Clematis is a vining, climbing flower which is beautiful thanks to its blooming.
Key Clematis facts
Name – Clematis
Family – Ranunculaceae
Type – vine
Height – 6 to 40 feet (2 to 12 meters)
Exposure – full sun
Soil – deep and cool
Foliage: deciduous or evergreen – Flowering: March to October
The planting, pruning and caring for clematis are as many small things to do that will considerably increase the blooming.
- Read more about clematis
The planting of clematis is either done in fall or spring, as long as it doesn’t freeze, in a blend of garden soil and soil mix.
Something really important is that the base of the plant must stay in the shade. Plant other flowers around the base to cover it and keep it cool.
If the base is in direct sun, (ie., sunlight hits the root collar), then cover it with an old tile or a few odd rocks.
- Plant the foot of the plant about 8 to 12 inches (20 to 30 cm) from the lattice or structure you expect it to climb along.
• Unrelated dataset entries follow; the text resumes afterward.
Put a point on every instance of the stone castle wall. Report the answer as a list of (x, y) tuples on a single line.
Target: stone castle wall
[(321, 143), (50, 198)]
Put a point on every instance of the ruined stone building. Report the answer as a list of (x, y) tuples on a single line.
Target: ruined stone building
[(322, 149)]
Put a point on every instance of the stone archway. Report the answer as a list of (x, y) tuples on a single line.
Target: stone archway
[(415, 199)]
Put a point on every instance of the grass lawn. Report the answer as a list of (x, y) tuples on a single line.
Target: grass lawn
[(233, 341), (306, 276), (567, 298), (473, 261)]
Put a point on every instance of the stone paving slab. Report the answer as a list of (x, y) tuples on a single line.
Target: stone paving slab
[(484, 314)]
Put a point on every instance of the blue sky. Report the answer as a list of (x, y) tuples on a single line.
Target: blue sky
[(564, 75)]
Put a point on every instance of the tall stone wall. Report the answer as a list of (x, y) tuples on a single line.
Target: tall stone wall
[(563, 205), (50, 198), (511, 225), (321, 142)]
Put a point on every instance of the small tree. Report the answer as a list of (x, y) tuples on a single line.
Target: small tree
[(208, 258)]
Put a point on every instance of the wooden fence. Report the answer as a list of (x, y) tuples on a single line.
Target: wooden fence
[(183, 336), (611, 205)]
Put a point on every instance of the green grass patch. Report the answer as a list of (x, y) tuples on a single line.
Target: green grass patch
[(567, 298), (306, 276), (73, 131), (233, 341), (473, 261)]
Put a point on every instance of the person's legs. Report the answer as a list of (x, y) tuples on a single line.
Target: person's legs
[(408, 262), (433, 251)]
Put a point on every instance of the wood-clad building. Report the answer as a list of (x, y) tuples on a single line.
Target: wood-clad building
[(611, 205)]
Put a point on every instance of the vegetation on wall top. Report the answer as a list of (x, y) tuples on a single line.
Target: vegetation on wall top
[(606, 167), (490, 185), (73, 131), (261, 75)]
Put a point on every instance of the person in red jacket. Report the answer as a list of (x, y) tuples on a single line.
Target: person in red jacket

- Lean the young seedling towards the wall or lattice that it will hang from later on.
- Backfill the hole with a blend of soil mix and garden soil. If the soil is very heavy, add in ⅓ river sand.
- Fertilize the plant right at the moment of planting with a little compost or dehydrated manure: this will allow for stronger growth.
Growing clematis in a pot is child’s play.
Practically, certain varieties like Clematis alpina are better suited to it because of their slow growth.
- Proper flower plant soil mix is required.
- The pot must have a drainage hole at the bottom
- Make sure it’s wide wide enough, at least 16 inches across (40 cm).
- Repotting every 2 or 3 years will be a necessity for your potted clematis to keep growing and blooming.
Clematis is quite uncomplicated, and can be done in various manners like cuttings, layering or grafting.
- Prepare cuttings in summer from semi-hardened stems. Here is a description of how to prepare clematis cuttings.
- Layering is most successful in spring, here are our tips on layering clematis.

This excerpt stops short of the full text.